ワインは「葡萄酒」、ハンガリーは「ハンガリヤ」となっている。ハンガリーは、なかなか本書で重要な位置を占めるのだが、未読者のために詳説は避ける。
内容は文句なく面白い。戦場で生きた、生きざるをえなかった男たちの息遣いが聞こえる。名手がなぜ「ピンぼけ」なのか。タイトルも魅力的だ。
私は小学生の頃から、ロバート・キャパの名前を知っている。親父がカメラ狂で何度か聞かされたからだ。親父が言いたかったのは、キャパの素晴らしさよりも、ニコンのカメラが優れていたことだったが。つまり、キャパがベトナムに持っていったのはニコンのSであり、どんなカメラよりも戦場というタフな状況に対応できるカメラだということだった。実際、親父はニコン(SではなくFだが)をコンクリートの上に落としたのに、まったくどうもなかったらしい。そのニコンも今やデジカメを売っているが、親父はいまだに銀塩カメラ専門である。確かに、電気系統が多くなればなるほど、困難な状況には弱いので、冬山や灼熱の砂漠などでは今でも銀塩カメラの出番なのだろうが。

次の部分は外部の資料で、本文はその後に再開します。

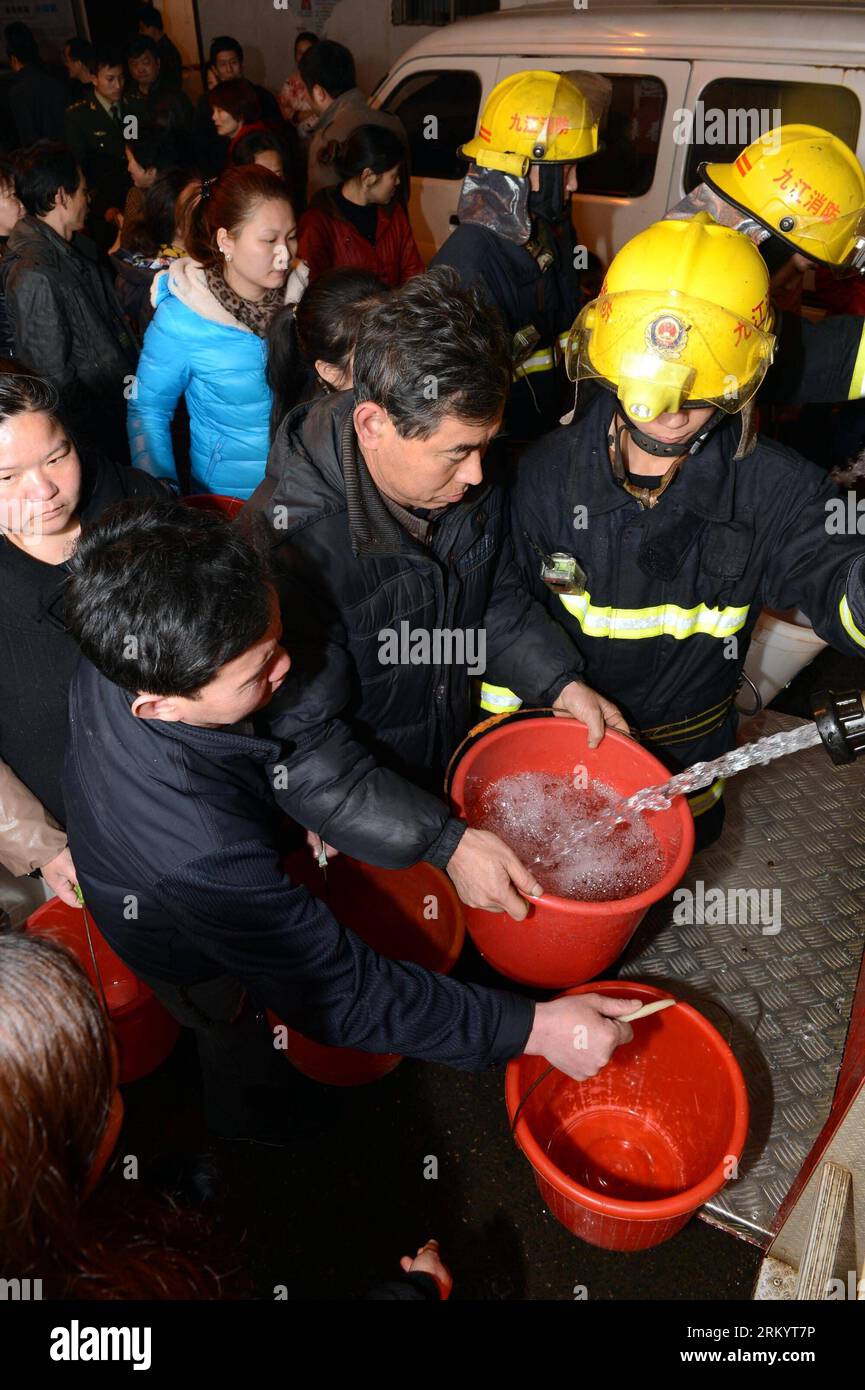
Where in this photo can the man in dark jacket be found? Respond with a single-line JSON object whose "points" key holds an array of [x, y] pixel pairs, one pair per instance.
{"points": [[398, 584], [66, 320], [171, 64], [173, 827], [36, 99], [328, 71], [672, 521], [516, 238]]}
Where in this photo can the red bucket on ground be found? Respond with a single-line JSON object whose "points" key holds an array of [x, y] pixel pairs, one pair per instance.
{"points": [[403, 913], [626, 1158], [145, 1030], [214, 502], [565, 941]]}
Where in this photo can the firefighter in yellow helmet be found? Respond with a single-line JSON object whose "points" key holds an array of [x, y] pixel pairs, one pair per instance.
{"points": [[658, 524], [515, 238], [798, 192]]}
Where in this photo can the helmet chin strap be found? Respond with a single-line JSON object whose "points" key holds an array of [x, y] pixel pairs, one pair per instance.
{"points": [[671, 451]]}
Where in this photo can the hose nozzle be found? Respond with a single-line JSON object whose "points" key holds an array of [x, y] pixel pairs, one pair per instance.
{"points": [[840, 719]]}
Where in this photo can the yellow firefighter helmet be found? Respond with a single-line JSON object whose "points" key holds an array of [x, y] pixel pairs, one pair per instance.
{"points": [[683, 319], [804, 185], [538, 118]]}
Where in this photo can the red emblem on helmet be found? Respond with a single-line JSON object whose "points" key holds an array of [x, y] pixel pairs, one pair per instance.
{"points": [[666, 334]]}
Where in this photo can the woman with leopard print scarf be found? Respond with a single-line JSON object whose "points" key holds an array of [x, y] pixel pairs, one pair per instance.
{"points": [[207, 339]]}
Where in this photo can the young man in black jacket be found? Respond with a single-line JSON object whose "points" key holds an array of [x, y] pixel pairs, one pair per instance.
{"points": [[398, 584], [173, 827], [64, 316]]}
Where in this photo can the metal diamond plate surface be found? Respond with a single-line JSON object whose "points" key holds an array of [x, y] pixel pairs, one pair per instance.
{"points": [[782, 998]]}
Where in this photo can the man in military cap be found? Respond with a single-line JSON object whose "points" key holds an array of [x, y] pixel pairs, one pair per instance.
{"points": [[96, 128]]}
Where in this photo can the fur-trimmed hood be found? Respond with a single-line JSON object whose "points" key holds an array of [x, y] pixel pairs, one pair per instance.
{"points": [[185, 278]]}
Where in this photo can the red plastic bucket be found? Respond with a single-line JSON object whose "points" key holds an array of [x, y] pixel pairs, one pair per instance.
{"points": [[627, 1157], [563, 941], [214, 502], [145, 1030], [403, 913]]}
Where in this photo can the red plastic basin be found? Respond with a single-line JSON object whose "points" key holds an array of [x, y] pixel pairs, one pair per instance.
{"points": [[145, 1030], [214, 502], [627, 1157], [391, 911], [563, 941]]}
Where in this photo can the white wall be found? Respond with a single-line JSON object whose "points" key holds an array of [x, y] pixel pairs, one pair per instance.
{"points": [[267, 34]]}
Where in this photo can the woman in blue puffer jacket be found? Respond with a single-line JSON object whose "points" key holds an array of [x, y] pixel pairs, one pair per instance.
{"points": [[207, 337]]}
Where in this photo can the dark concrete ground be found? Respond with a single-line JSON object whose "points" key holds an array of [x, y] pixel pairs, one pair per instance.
{"points": [[334, 1209]]}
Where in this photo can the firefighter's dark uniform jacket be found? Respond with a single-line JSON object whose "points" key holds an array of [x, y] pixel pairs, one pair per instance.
{"points": [[817, 363], [526, 296], [672, 594], [365, 738]]}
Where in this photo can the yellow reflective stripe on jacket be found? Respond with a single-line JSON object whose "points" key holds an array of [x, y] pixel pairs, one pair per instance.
{"points": [[544, 359], [702, 801], [665, 620], [498, 699], [857, 381], [537, 362], [855, 633]]}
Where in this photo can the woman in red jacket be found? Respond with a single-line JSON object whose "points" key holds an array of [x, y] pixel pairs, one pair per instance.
{"points": [[359, 223]]}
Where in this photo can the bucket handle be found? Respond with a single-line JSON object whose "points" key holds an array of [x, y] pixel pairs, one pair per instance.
{"points": [[96, 970], [746, 680], [479, 730], [533, 1087]]}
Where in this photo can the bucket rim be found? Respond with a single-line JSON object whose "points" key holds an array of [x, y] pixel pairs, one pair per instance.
{"points": [[661, 1208], [612, 906]]}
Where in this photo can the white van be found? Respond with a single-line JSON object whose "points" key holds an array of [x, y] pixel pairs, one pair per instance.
{"points": [[805, 61]]}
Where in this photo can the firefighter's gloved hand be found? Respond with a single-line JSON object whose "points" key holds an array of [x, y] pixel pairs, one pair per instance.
{"points": [[487, 875], [580, 1033], [591, 709]]}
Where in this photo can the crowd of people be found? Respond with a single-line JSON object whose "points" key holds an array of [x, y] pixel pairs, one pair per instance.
{"points": [[228, 300]]}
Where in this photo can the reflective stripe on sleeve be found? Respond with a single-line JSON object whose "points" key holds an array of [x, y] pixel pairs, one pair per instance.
{"points": [[855, 633], [857, 381], [702, 801], [665, 620]]}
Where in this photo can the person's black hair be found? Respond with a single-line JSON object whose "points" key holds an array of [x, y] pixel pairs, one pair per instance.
{"points": [[367, 148], [109, 56], [328, 66], [22, 391], [306, 36], [238, 97], [149, 14], [224, 43], [433, 349], [185, 585], [81, 52], [7, 173], [323, 327], [41, 171], [20, 43], [139, 45], [157, 223]]}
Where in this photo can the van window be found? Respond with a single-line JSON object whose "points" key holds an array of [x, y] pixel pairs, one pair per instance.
{"points": [[748, 109], [625, 166], [438, 11], [438, 111]]}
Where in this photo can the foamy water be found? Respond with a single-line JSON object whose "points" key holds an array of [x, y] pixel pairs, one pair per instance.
{"points": [[538, 816]]}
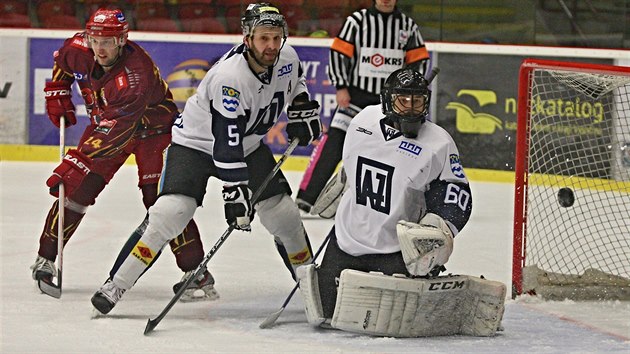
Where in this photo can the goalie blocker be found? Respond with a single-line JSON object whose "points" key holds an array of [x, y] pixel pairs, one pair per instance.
{"points": [[397, 306]]}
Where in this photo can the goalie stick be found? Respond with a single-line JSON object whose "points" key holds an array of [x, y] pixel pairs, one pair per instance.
{"points": [[271, 319], [49, 288], [432, 74], [152, 323]]}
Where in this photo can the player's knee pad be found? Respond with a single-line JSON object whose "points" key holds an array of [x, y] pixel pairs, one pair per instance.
{"points": [[281, 217], [309, 291], [394, 306]]}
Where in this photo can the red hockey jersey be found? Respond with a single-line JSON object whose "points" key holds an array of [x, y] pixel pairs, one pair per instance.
{"points": [[130, 99]]}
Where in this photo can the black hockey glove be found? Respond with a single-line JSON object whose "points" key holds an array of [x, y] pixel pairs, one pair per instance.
{"points": [[238, 207], [304, 122]]}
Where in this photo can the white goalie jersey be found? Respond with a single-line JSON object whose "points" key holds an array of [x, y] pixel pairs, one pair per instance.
{"points": [[397, 178], [234, 108]]}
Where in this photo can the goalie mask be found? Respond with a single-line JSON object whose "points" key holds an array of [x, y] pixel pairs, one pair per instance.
{"points": [[405, 100]]}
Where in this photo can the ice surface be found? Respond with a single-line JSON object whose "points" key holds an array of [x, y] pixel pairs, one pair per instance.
{"points": [[252, 282]]}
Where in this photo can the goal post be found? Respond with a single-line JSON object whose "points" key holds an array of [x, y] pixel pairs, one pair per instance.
{"points": [[572, 181]]}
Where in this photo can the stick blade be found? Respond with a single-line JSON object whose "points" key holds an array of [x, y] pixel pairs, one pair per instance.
{"points": [[271, 319], [49, 288]]}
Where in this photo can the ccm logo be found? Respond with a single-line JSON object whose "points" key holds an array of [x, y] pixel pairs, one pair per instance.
{"points": [[77, 163], [53, 93], [447, 285]]}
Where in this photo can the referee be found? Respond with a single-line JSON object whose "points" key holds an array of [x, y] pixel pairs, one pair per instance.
{"points": [[371, 45]]}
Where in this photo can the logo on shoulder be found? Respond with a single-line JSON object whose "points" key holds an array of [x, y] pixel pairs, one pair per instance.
{"points": [[105, 126], [410, 147], [456, 166], [231, 98], [364, 131], [285, 70]]}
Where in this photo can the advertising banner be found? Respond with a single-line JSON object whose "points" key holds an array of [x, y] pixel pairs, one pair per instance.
{"points": [[179, 64], [477, 103]]}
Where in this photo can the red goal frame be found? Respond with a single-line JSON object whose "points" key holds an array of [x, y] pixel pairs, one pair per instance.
{"points": [[522, 150]]}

残念ながら、本書にはニコンは登場しない。それもそのはずで、これは第二次世界大戦の話なのだ。1950年発売のニコンSをキャパが手にしているはずはないのだ。登場するのはコンタックス。そう言えば、長らくニコンのカメラしか手にしなかった親父が、いつの間にかコンタックスのカメラを所有している。